Amy was the first to realize. “Mom, it’s your hat!”
“Don’t start in about my hat.”
“No, the reflection.”
It took Fanny a moment to see that the mirrored Batman logo on her Peruvian wool cap had acted as an unintended bat signal. She snatched it off her head and threw it into the condor’s nest.
“Fanny?” Jorge O’Bannion was walking toward them now, squinting up at the cliff face. “What in the world are you doing there?”
Amy’s gut reaction was to retreat as far as the shallow cave would let her, but it was too late. “We came up here for the view,” she said, improvising.

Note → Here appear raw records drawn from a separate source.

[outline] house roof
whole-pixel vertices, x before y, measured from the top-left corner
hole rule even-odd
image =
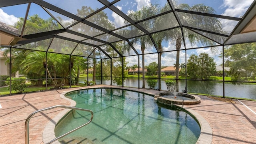
[[[166,68],[164,68],[161,70],[161,71],[162,72],[175,72],[176,69],[174,68],[174,67],[173,66],[168,66]]]
[[[0,58],[5,58],[5,56],[4,54],[4,52],[0,50]],[[9,58],[10,57],[10,54],[8,53],[7,54],[7,56]]]
[[[138,68],[135,68],[135,70],[134,71],[132,70],[132,69],[130,69],[128,71],[129,72],[138,72],[139,71],[139,69]],[[142,71],[142,68],[140,68],[140,72]],[[147,72],[148,70],[146,69],[145,69],[145,71]]]

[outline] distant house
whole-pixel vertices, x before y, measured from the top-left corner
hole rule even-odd
[[[10,54],[7,55],[10,57]],[[0,75],[10,76],[10,63],[6,64],[6,58],[4,55],[4,52],[0,51]],[[18,78],[19,72],[13,73],[12,74],[13,77]]]
[[[180,70],[180,68],[179,70]],[[161,69],[161,72],[164,72],[165,75],[175,75],[176,74],[176,70],[173,66],[168,66]]]
[[[142,68],[140,68],[140,74],[142,74]],[[146,74],[147,72],[148,72],[147,70],[146,69],[145,69],[145,73]],[[138,74],[139,73],[139,68],[135,68],[135,70],[134,70],[134,71],[132,70],[131,69],[130,69],[128,71],[128,74]]]

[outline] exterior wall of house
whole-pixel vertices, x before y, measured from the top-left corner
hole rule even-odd
[[[0,58],[0,75],[10,75],[10,63],[5,64],[6,59]],[[12,77],[14,78],[19,77],[19,71],[12,74]]]
[[[9,75],[9,64],[5,64],[6,60],[1,58],[0,58],[0,75],[8,76]]]

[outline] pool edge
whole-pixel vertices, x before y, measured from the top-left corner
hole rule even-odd
[[[138,92],[142,92],[145,94],[148,94],[151,95],[154,95],[156,94],[158,94],[159,92],[161,92],[160,91],[157,91],[157,92],[149,92],[148,93],[145,92],[146,89],[143,88],[134,88],[125,87],[125,88],[120,87],[118,86],[91,86],[90,87],[85,88],[84,88],[81,89],[80,90],[69,90],[68,91],[65,92],[60,94],[60,97],[62,98],[65,99],[65,100],[70,101],[71,103],[70,104],[70,106],[75,106],[76,105],[76,103],[74,101],[67,98],[65,96],[65,95],[67,93],[70,93],[73,91],[75,91],[79,90],[82,90],[84,89],[92,89],[92,88],[115,88],[120,89],[128,90],[134,91]],[[141,92],[140,90],[142,90],[142,92]],[[152,90],[148,89],[148,90]],[[154,96],[152,97],[154,100]],[[176,106],[178,106],[181,109],[185,110],[186,111],[190,113],[192,116],[194,117],[194,119],[197,121],[201,129],[200,136],[198,138],[196,144],[211,144],[212,141],[212,128],[211,128],[210,124],[208,122],[205,120],[203,117],[200,115],[198,113],[196,112],[195,111],[191,109],[190,109],[189,108],[186,108],[185,105],[179,105],[177,104],[174,104]],[[43,142],[44,144],[46,144],[51,140],[54,139],[56,137],[55,137],[54,129],[55,126],[58,122],[63,118],[65,115],[66,115],[68,112],[70,111],[69,109],[65,109],[59,113],[53,119],[52,119],[50,122],[49,122],[46,126],[45,127],[44,131],[43,132],[42,139]],[[58,141],[56,141],[53,142],[52,144],[60,144],[60,143]]]
[[[70,102],[71,104],[69,106],[75,106],[76,105],[76,102],[73,100],[66,98],[65,95],[69,92],[74,91],[71,90],[62,93],[60,95],[60,97],[63,99],[67,100]],[[55,136],[55,127],[59,121],[66,114],[72,110],[65,109],[63,110],[60,113],[59,113],[56,116],[52,119],[46,125],[44,128],[42,134],[43,142],[44,144],[47,144],[51,140],[56,138]],[[58,141],[57,140],[52,143],[54,144],[60,144]]]

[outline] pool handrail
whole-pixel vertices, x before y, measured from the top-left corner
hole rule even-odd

“The view of what?” Jorge asked, glancing back at the flat expanse of scrub. The man had a point.
“We got lost,” Amy said. “We were hoping we could get a view of the estancia.”
“The estancia? It’s too far. And you could hurt yourself climbing like this.” There was concern in his words but not in his tone. His tone was full of suspicion. “Well, now you are found. Lucky for you, Oscar is a professional tracker.”
“Yes, very lucky,” said Amy. “We can get down by ourselves. Don’t worry.”
“Good. Oscar will drive you to Puerto Natales. But you have to come now. Enough is enough.”
“We need to talk to you first,” Fanny said.
“Talk?” Jorge threw his hands in the air. “No. No, I am very busy. And this foolhardy excursion has made my schedule worse. Oscar will help you down and drive you. Meanwhile, I’m leaving. I have been more than patient.”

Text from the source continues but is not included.